First to arrive was the blanched great neck clam, translucent white slices of the star item resting atop a bed of bean sprouts (the heads and tails of the sprouts had been neatly removed) and garnished with a few sprigs of parsley. It came with a dipping sauce of sweet soy sauce w/ bits of spicy peppers and green onion floating around. The crisp clean translucence of the clam nearly shouted "eat me... I'm juicy sweet!" Which is what we did before I remembered my lil camera. I did manage to catch the dish with half of the serving still there. Not only did the look of this lovely clam flesh advertise its wondrous properties, but boy did it deliver! It has an amazing deep sweetness all on its own; but the dipping soy added a nice little kick.

The next dish to arrive was the pigeon -- moist and juicy flavor on the inside, with an almost crackly golden skin on the outside -- and pretty plump too. This dish I definitely took my time with to strip the tiny bones clean in order to get at every last bit. The pigeon looked so yummy when brought that we each grabbed a piece and set to work before I could let go of mine's long enough to snap a quick pic. The pigeon reminded me of the best to be found back home.

Third item was the s&p eel -- though this was clearly not the commonplace s&p. Plenty of fried garlic, scallions, and even tiny dried shrimp brought together such a masterfully executed dish. The dried shrimp was the magic ingredient, adding a hint of depth to the delicately fried morsels of white eel meat. This was such a fragrant dish, we almost cried over the fact that we were forced to leave the seasoning crumbs behind (I think we probably would have boxed it to go if we could get through customs with it).

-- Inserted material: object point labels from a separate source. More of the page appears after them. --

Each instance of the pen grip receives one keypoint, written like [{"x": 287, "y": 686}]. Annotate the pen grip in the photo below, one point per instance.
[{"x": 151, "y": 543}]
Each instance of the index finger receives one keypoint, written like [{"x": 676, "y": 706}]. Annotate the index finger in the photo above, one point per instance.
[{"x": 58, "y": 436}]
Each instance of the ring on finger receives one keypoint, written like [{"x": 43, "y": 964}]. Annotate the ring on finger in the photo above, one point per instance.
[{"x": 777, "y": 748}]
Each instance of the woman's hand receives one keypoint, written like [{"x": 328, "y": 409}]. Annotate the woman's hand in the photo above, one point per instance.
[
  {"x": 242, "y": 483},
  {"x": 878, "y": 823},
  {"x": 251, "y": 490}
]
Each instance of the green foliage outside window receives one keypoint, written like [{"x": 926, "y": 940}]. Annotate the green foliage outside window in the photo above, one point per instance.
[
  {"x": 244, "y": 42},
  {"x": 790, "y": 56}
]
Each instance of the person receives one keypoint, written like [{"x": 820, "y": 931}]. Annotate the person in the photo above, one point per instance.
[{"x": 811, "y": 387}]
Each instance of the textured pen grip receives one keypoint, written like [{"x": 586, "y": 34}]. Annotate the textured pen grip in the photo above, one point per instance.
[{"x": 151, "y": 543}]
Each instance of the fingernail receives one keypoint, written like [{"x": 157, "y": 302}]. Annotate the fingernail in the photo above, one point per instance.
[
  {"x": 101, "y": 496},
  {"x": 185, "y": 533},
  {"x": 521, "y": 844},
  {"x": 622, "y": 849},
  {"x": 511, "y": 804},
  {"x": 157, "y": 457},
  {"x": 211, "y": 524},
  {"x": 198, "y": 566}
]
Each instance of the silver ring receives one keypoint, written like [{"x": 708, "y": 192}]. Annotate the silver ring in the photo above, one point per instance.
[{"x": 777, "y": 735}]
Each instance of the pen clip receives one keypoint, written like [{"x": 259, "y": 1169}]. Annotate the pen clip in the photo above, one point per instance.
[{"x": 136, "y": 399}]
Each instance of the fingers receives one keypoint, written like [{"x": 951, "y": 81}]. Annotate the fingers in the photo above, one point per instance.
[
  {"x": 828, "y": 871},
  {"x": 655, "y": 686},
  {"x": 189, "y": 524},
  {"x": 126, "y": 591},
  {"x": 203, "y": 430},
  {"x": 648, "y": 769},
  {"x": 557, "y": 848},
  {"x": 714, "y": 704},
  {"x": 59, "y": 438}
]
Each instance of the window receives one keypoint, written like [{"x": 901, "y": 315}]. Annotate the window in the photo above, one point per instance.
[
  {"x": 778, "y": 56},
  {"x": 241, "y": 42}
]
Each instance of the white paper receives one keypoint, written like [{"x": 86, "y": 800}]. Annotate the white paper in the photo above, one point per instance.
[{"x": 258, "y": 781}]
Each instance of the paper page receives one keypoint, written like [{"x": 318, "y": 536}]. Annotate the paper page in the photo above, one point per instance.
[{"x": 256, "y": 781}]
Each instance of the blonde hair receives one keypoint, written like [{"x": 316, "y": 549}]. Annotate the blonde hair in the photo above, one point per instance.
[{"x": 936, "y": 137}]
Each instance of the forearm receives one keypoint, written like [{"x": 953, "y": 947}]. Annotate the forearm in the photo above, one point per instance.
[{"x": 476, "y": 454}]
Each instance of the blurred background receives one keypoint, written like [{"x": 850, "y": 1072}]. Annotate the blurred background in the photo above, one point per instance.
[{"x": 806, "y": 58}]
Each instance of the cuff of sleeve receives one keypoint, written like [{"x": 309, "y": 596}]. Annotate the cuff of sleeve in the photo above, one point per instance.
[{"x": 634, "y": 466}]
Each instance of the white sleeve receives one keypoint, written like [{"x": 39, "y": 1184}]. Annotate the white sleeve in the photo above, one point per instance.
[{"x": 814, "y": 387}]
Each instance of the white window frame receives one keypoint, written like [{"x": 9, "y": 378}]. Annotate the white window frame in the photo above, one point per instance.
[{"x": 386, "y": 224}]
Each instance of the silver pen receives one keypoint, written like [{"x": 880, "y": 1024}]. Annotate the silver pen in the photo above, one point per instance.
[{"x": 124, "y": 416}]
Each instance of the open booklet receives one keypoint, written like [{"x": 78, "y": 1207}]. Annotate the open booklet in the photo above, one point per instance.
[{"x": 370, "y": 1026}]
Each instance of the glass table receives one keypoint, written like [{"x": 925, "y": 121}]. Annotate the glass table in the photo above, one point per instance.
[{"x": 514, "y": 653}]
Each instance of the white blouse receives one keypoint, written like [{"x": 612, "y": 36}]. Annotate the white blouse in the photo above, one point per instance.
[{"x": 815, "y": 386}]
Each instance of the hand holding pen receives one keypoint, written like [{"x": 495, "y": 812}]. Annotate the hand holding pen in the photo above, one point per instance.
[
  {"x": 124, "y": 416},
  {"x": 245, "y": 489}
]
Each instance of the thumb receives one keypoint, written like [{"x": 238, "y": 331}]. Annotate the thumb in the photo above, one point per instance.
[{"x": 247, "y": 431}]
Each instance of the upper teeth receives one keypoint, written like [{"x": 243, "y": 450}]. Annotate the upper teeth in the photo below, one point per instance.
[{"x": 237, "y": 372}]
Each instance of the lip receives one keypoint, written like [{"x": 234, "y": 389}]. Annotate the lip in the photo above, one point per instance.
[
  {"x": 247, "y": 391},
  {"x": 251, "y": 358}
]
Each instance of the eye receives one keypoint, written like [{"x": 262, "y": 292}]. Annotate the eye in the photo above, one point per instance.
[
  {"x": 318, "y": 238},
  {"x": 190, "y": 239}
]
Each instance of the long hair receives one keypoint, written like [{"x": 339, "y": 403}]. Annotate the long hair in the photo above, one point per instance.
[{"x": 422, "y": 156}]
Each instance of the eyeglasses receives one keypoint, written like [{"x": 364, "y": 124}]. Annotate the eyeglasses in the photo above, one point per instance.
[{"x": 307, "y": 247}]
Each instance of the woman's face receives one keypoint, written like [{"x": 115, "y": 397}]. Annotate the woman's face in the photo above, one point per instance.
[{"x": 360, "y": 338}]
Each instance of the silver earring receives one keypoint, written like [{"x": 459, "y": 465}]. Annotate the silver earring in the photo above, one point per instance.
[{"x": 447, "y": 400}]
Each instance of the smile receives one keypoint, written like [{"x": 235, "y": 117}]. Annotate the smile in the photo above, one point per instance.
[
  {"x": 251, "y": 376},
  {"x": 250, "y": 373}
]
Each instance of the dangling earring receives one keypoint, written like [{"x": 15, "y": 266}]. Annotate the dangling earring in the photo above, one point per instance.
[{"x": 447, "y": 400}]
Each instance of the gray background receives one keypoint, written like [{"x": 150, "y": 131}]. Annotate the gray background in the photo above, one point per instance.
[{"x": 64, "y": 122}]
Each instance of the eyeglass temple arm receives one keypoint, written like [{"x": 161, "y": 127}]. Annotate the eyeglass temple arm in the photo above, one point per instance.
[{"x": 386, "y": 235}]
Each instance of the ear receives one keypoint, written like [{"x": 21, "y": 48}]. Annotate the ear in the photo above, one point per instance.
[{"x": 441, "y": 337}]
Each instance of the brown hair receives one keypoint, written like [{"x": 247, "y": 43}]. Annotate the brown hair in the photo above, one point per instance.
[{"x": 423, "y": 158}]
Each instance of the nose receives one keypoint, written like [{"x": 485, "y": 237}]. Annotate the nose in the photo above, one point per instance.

The venison was pretty good -- great quality XO sauce present. This was my first time trying venison, and it kind of reminded me of ostridge; except maybe slightly chewier. For folks who have not tried either, its sort of like beef, except the meat is more tender and moist yet chewy. If there was anything special to this dish, it was lost on me -- quite possibly because it is my first time trying this.

We chose the cured meats saute for the last dish because we'd heard that BC cured meat is different from the stuff we can get across the border. A dining companion mentioned the BC stuff might be found in SF, but is rare and costs more. It was explained to me that the difference stems from weather/environment. Chinese cured meats are air-dried; since the air is different, it is thought this difference extends to the meats. I can say for sure the BC product is different from SF stuff. The saute dish we just had consisted of both sausages as well as pork belly -- and both meats were much lighter in savoriness, with a subtle hint of clean sweetness. The coloring is also slightly different; BC's sausages are a bit brighter red. This dish was outstanding in its simplicity in ingredients, and expertly layered flavors. The gai lan was crisp and bright green; with a nice crunch and bite -- I surmise this might have actually been imported since produce is not in season here.

We finished off our meal with the house dessert -- a bowl of sweet soup of carrots, yam, apricot & almond pits, sweet potato, and white fungus.

All in all, the service was expertly HK style, with the portions similar to SF/LA area chinese restaurants. I've finally experienced true chow in Richmond, and I can't wait for the next meal!